What the name says
Ros Liath
Ros Liath translates from Irish as 'grey wood' or 'grey wooded height'. The placename source is Place Names NI, and it is accurate in both the literal and the atmospheric sense. The drumlins here are covered in that particular grey-green of wet Irish grass and bare hedgerow. Rosslea Forest, also known as Spring Grove Forest, sits nearby. The name is a description, not a label.
The year the War of Independence came here
1921
On 21 February 1921, a group of Special Constables and Ulster Volunteers burned ten nationalist homes and a priest's house in Rosslea in retaliation for the shooting of a Special Constable. A UVF member accidentally shot and killed himself during the attacks. The following month, on the night of 21 March, the IRA attacked the homes of up to sixteen Special Constables in the Rosslea district, killing three and wounding others.

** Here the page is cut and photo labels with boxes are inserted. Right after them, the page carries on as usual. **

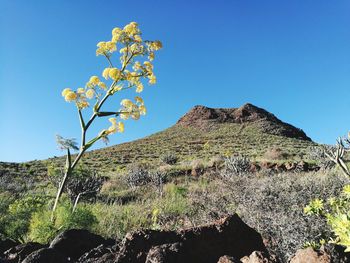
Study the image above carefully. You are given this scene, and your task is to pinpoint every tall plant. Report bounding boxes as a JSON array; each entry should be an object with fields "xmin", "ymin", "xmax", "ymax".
[{"xmin": 52, "ymin": 22, "xmax": 162, "ymax": 215}]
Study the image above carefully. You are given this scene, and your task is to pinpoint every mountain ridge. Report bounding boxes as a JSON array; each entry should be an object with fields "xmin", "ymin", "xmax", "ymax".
[{"xmin": 175, "ymin": 103, "xmax": 312, "ymax": 141}]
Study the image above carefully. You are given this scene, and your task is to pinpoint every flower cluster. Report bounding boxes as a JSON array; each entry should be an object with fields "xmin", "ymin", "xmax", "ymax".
[
  {"xmin": 62, "ymin": 22, "xmax": 162, "ymax": 140},
  {"xmin": 119, "ymin": 97, "xmax": 146, "ymax": 120}
]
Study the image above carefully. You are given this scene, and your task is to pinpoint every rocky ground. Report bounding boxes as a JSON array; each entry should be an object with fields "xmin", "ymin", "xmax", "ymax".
[{"xmin": 0, "ymin": 214, "xmax": 350, "ymax": 263}]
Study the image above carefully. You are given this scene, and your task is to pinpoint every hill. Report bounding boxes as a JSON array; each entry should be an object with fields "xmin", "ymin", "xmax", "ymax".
[{"xmin": 2, "ymin": 104, "xmax": 315, "ymax": 176}]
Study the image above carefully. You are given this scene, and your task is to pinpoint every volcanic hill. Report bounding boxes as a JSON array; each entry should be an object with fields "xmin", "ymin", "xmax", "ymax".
[{"xmin": 0, "ymin": 104, "xmax": 315, "ymax": 176}]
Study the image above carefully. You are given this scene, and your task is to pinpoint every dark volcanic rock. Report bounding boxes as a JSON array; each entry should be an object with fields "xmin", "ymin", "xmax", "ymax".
[
  {"xmin": 218, "ymin": 255, "xmax": 242, "ymax": 263},
  {"xmin": 176, "ymin": 103, "xmax": 311, "ymax": 141},
  {"xmin": 146, "ymin": 242, "xmax": 182, "ymax": 263},
  {"xmin": 116, "ymin": 214, "xmax": 267, "ymax": 263},
  {"xmin": 290, "ymin": 247, "xmax": 332, "ymax": 263},
  {"xmin": 4, "ymin": 242, "xmax": 46, "ymax": 263},
  {"xmin": 0, "ymin": 239, "xmax": 18, "ymax": 256},
  {"xmin": 78, "ymin": 245, "xmax": 116, "ymax": 263},
  {"xmin": 22, "ymin": 248, "xmax": 69, "ymax": 263},
  {"xmin": 50, "ymin": 229, "xmax": 108, "ymax": 260}
]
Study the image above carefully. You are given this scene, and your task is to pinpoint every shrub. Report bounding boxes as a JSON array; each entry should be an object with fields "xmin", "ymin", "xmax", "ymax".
[
  {"xmin": 126, "ymin": 165, "xmax": 151, "ymax": 187},
  {"xmin": 309, "ymin": 145, "xmax": 335, "ymax": 170},
  {"xmin": 161, "ymin": 152, "xmax": 179, "ymax": 165},
  {"xmin": 304, "ymin": 185, "xmax": 350, "ymax": 252},
  {"xmin": 264, "ymin": 147, "xmax": 288, "ymax": 160},
  {"xmin": 0, "ymin": 196, "xmax": 48, "ymax": 242},
  {"xmin": 91, "ymin": 203, "xmax": 152, "ymax": 239},
  {"xmin": 29, "ymin": 201, "xmax": 97, "ymax": 244},
  {"xmin": 220, "ymin": 156, "xmax": 251, "ymax": 178}
]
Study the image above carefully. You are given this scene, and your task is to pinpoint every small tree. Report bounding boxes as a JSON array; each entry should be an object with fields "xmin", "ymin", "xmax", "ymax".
[{"xmin": 52, "ymin": 22, "xmax": 162, "ymax": 218}]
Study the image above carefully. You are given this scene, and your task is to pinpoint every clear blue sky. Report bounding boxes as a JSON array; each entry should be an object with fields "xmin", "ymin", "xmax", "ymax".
[{"xmin": 0, "ymin": 0, "xmax": 350, "ymax": 161}]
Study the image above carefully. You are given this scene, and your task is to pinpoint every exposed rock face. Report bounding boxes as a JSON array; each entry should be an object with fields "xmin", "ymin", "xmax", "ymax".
[
  {"xmin": 116, "ymin": 215, "xmax": 267, "ymax": 263},
  {"xmin": 0, "ymin": 239, "xmax": 18, "ymax": 256},
  {"xmin": 50, "ymin": 229, "xmax": 112, "ymax": 260},
  {"xmin": 176, "ymin": 103, "xmax": 311, "ymax": 141},
  {"xmin": 22, "ymin": 248, "xmax": 69, "ymax": 263},
  {"xmin": 241, "ymin": 251, "xmax": 277, "ymax": 263},
  {"xmin": 290, "ymin": 247, "xmax": 332, "ymax": 263},
  {"xmin": 4, "ymin": 242, "xmax": 45, "ymax": 263},
  {"xmin": 218, "ymin": 255, "xmax": 242, "ymax": 263}
]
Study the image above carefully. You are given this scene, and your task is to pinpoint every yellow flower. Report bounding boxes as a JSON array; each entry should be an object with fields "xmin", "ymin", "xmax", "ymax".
[
  {"xmin": 61, "ymin": 88, "xmax": 72, "ymax": 97},
  {"xmin": 148, "ymin": 52, "xmax": 154, "ymax": 61},
  {"xmin": 98, "ymin": 82, "xmax": 107, "ymax": 89},
  {"xmin": 108, "ymin": 68, "xmax": 120, "ymax": 80},
  {"xmin": 113, "ymin": 85, "xmax": 123, "ymax": 93},
  {"xmin": 150, "ymin": 40, "xmax": 163, "ymax": 50},
  {"xmin": 96, "ymin": 41, "xmax": 117, "ymax": 56},
  {"xmin": 119, "ymin": 47, "xmax": 128, "ymax": 53},
  {"xmin": 106, "ymin": 41, "xmax": 117, "ymax": 53},
  {"xmin": 136, "ymin": 82, "xmax": 143, "ymax": 93},
  {"xmin": 135, "ymin": 96, "xmax": 144, "ymax": 105},
  {"xmin": 132, "ymin": 61, "xmax": 141, "ymax": 71},
  {"xmin": 123, "ymin": 22, "xmax": 139, "ymax": 36},
  {"xmin": 148, "ymin": 74, "xmax": 157, "ymax": 85},
  {"xmin": 131, "ymin": 111, "xmax": 140, "ymax": 120},
  {"xmin": 112, "ymin": 27, "xmax": 123, "ymax": 37},
  {"xmin": 85, "ymin": 89, "xmax": 95, "ymax": 99},
  {"xmin": 120, "ymin": 99, "xmax": 134, "ymax": 109},
  {"xmin": 89, "ymin": 76, "xmax": 100, "ymax": 86},
  {"xmin": 119, "ymin": 110, "xmax": 130, "ymax": 120},
  {"xmin": 102, "ymin": 68, "xmax": 111, "ymax": 79},
  {"xmin": 343, "ymin": 184, "xmax": 350, "ymax": 197},
  {"xmin": 64, "ymin": 91, "xmax": 78, "ymax": 102},
  {"xmin": 77, "ymin": 100, "xmax": 89, "ymax": 109},
  {"xmin": 118, "ymin": 122, "xmax": 125, "ymax": 132},
  {"xmin": 139, "ymin": 105, "xmax": 147, "ymax": 115},
  {"xmin": 77, "ymin": 88, "xmax": 85, "ymax": 94},
  {"xmin": 134, "ymin": 35, "xmax": 142, "ymax": 42}
]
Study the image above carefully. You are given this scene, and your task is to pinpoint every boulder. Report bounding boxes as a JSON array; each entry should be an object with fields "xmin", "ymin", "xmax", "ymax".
[
  {"xmin": 4, "ymin": 242, "xmax": 46, "ymax": 263},
  {"xmin": 78, "ymin": 245, "xmax": 116, "ymax": 263},
  {"xmin": 0, "ymin": 239, "xmax": 18, "ymax": 256},
  {"xmin": 50, "ymin": 229, "xmax": 108, "ymax": 260},
  {"xmin": 116, "ymin": 214, "xmax": 267, "ymax": 263},
  {"xmin": 290, "ymin": 247, "xmax": 332, "ymax": 263},
  {"xmin": 22, "ymin": 248, "xmax": 69, "ymax": 263},
  {"xmin": 146, "ymin": 242, "xmax": 182, "ymax": 263},
  {"xmin": 241, "ymin": 251, "xmax": 277, "ymax": 263},
  {"xmin": 218, "ymin": 255, "xmax": 241, "ymax": 263}
]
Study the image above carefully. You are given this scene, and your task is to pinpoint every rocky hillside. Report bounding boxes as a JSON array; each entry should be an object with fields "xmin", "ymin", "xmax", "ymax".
[
  {"xmin": 0, "ymin": 104, "xmax": 315, "ymax": 175},
  {"xmin": 177, "ymin": 103, "xmax": 311, "ymax": 141}
]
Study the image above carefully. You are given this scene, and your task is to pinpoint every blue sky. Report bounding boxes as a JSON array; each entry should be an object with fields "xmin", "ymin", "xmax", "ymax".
[{"xmin": 0, "ymin": 0, "xmax": 350, "ymax": 162}]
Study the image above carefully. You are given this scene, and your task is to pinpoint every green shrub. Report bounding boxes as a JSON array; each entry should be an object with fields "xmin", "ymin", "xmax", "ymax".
[
  {"xmin": 161, "ymin": 152, "xmax": 179, "ymax": 165},
  {"xmin": 0, "ymin": 196, "xmax": 47, "ymax": 242},
  {"xmin": 29, "ymin": 201, "xmax": 97, "ymax": 243},
  {"xmin": 91, "ymin": 203, "xmax": 152, "ymax": 238},
  {"xmin": 304, "ymin": 185, "xmax": 350, "ymax": 252}
]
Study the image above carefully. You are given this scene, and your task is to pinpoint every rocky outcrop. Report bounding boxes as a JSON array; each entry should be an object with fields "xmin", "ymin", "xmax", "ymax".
[
  {"xmin": 176, "ymin": 103, "xmax": 311, "ymax": 141},
  {"xmin": 116, "ymin": 214, "xmax": 267, "ymax": 263},
  {"xmin": 290, "ymin": 247, "xmax": 332, "ymax": 263},
  {"xmin": 0, "ymin": 239, "xmax": 18, "ymax": 255},
  {"xmin": 4, "ymin": 242, "xmax": 46, "ymax": 263},
  {"xmin": 22, "ymin": 248, "xmax": 69, "ymax": 263},
  {"xmin": 50, "ymin": 229, "xmax": 115, "ymax": 260}
]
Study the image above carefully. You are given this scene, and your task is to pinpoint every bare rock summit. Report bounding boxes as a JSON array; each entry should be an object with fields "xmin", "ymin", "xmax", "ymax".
[{"xmin": 176, "ymin": 103, "xmax": 311, "ymax": 141}]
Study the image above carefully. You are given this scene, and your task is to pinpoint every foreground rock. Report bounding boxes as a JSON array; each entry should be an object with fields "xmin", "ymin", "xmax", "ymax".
[
  {"xmin": 50, "ymin": 229, "xmax": 111, "ymax": 260},
  {"xmin": 115, "ymin": 214, "xmax": 267, "ymax": 263},
  {"xmin": 0, "ymin": 239, "xmax": 18, "ymax": 257},
  {"xmin": 22, "ymin": 248, "xmax": 69, "ymax": 263},
  {"xmin": 4, "ymin": 242, "xmax": 45, "ymax": 263},
  {"xmin": 290, "ymin": 247, "xmax": 332, "ymax": 263},
  {"xmin": 240, "ymin": 251, "xmax": 278, "ymax": 263}
]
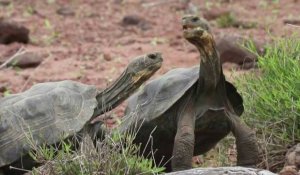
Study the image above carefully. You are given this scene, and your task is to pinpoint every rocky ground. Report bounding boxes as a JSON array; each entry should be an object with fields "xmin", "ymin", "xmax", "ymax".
[{"xmin": 0, "ymin": 0, "xmax": 300, "ymax": 171}]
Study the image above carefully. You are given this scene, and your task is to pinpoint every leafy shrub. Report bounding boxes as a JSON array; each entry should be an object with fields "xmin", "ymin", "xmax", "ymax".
[
  {"xmin": 30, "ymin": 128, "xmax": 164, "ymax": 175},
  {"xmin": 238, "ymin": 38, "xmax": 300, "ymax": 171}
]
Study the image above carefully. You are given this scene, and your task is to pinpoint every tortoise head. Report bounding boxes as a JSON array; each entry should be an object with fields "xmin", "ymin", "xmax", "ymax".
[
  {"xmin": 182, "ymin": 15, "xmax": 222, "ymax": 90},
  {"xmin": 182, "ymin": 15, "xmax": 215, "ymax": 61},
  {"xmin": 94, "ymin": 52, "xmax": 163, "ymax": 116}
]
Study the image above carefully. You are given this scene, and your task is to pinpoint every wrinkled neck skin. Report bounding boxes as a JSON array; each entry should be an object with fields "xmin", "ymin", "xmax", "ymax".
[
  {"xmin": 92, "ymin": 70, "xmax": 134, "ymax": 118},
  {"xmin": 193, "ymin": 41, "xmax": 223, "ymax": 91}
]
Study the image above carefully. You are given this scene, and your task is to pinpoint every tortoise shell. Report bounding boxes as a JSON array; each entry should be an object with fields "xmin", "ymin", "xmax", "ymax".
[
  {"xmin": 122, "ymin": 66, "xmax": 244, "ymax": 127},
  {"xmin": 0, "ymin": 80, "xmax": 97, "ymax": 167}
]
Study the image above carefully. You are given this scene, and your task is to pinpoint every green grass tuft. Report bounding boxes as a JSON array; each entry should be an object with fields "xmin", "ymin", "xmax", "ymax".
[{"xmin": 238, "ymin": 38, "xmax": 300, "ymax": 171}]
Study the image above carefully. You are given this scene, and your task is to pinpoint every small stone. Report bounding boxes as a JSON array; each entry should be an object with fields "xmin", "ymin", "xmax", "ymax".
[
  {"xmin": 283, "ymin": 18, "xmax": 300, "ymax": 25},
  {"xmin": 0, "ymin": 52, "xmax": 43, "ymax": 68},
  {"xmin": 0, "ymin": 20, "xmax": 29, "ymax": 44},
  {"xmin": 102, "ymin": 52, "xmax": 112, "ymax": 61},
  {"xmin": 203, "ymin": 8, "xmax": 230, "ymax": 20},
  {"xmin": 0, "ymin": 0, "xmax": 11, "ymax": 6},
  {"xmin": 121, "ymin": 15, "xmax": 151, "ymax": 31},
  {"xmin": 0, "ymin": 84, "xmax": 7, "ymax": 93},
  {"xmin": 122, "ymin": 15, "xmax": 143, "ymax": 26},
  {"xmin": 56, "ymin": 7, "xmax": 75, "ymax": 16}
]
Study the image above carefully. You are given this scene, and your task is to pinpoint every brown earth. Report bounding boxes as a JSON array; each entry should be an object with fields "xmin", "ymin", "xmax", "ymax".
[{"xmin": 0, "ymin": 0, "xmax": 300, "ymax": 170}]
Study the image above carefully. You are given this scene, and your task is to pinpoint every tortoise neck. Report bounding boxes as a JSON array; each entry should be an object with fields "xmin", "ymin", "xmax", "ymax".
[
  {"xmin": 196, "ymin": 41, "xmax": 222, "ymax": 90},
  {"xmin": 94, "ymin": 69, "xmax": 135, "ymax": 117}
]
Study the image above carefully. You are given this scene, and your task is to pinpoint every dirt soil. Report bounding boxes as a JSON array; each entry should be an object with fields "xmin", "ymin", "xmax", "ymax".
[{"xmin": 0, "ymin": 0, "xmax": 300, "ymax": 170}]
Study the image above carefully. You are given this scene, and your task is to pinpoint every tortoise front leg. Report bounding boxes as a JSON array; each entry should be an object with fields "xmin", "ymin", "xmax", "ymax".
[
  {"xmin": 227, "ymin": 112, "xmax": 259, "ymax": 166},
  {"xmin": 171, "ymin": 99, "xmax": 196, "ymax": 171}
]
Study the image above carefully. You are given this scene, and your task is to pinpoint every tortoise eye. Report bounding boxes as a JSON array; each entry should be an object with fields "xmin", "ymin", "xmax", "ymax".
[
  {"xmin": 148, "ymin": 54, "xmax": 156, "ymax": 60},
  {"xmin": 192, "ymin": 17, "xmax": 199, "ymax": 22}
]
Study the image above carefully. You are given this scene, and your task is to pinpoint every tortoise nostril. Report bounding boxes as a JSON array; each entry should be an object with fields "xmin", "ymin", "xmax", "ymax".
[
  {"xmin": 148, "ymin": 53, "xmax": 156, "ymax": 60},
  {"xmin": 192, "ymin": 16, "xmax": 199, "ymax": 22}
]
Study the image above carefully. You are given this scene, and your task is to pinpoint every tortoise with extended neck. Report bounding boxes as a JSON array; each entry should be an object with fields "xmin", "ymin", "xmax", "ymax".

IRA volunteers were also wounded and one was captured. Sources: Lawlor, Pearse. The Outrages: The IRA and the Ulster Special Constabulary in the Border Campaign. Mercier Press, 2011. pp. 115-119.
The border that nearly moved
The Commission
In 1925, the Irish Boundary Commission - set up under the terms of the Anglo-Irish Treaty - recommended that Rosslea and several other Catholic-majority border villages in Fermanagh be transferred to the Irish Free State. The recommendation was never enacted. The report was suppressed. The border stayed where it was. Rosslea remained in Northern Ireland. The distance to Clones in County Monaghan is about six kilometres. Source: Irish Boundary Commission Report, National Archives, 1925, pp. 140-143.
The raid on the barracks
Connie Green, 1955
On 25 November 1955, members of Saor Uladh - an Irish republican splinter group - launched a raid on the local RUC barracks in Rosslea. After blowing a hole in the barracks wall, they attempted to enter but were driven back by a sergeant armed with a Sten gun. Connie Green, the leader of the raid, was shot and fatally wounded during the attack. Sources: Hanley, Brian; Millar, Scott. The Lost Revolution. Penguin Ireland, 2009, p. 11. Clark, Wallace. Guns in Ulster. Constabulary Gazette, 1967. pp. 96-97.